Has it taken them time to learn about the raw, authentic, deeply rooted culture us Mexicans have as it did for me? I began dancing our traditional Aztec dancing at the age of 7, the older I got, the more information I began to receive with my community. We talked about our traditions and our culture with such respect, admiration, and understanding that it was hard for me to comprehend why when I told people I am Mexican they assumed I was Catholic and an alcoholic. They do not know that Catholicism was something brought to our land by the Spaniards during their savage invasion and massacre of my people and our traditions. They do not know that my people were skinned alive, tortured, and killed if they did not turn to their religion. My people had no religion, the word prayer did not exist in our language, we did not have a God or goddesses, we did not have mythical beliefs either. We believe in nature, in the energy of earth, water, wind, and fire, in our sight, smell, taste, and ability to listen. Our way of life was and is very basic, so basic that when the Spanish came, our ways were understanding as savage ways because we did not kneel to a God or bow our heads to them.
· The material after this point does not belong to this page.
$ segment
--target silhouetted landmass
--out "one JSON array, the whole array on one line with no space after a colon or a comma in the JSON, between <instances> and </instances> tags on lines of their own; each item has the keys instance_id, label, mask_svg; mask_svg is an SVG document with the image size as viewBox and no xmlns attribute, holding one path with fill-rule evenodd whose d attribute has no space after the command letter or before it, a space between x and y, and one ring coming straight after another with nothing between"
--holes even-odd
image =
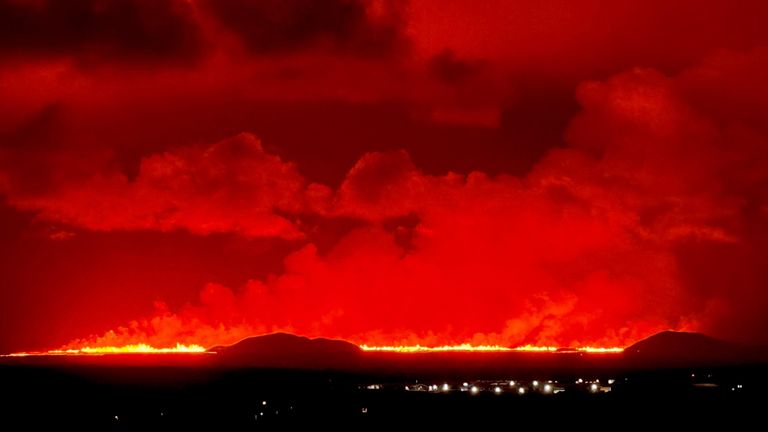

So, when I am asked about my culture, I will gladly make the correction of the assumption that I am a catholic Mexican who is an alcoholic. I am a Mexican who tends to the fire of my grandmothers, caring for the healing of my community. My people have been through many hardships for 500 years and it is time for a shift in the view of my culture. We are Indigenous people who are scientist, mathematicians, politicians, astronomers, doctors, and healers. We are people of this land; our skin is kissed by the sun and our hair by the moon.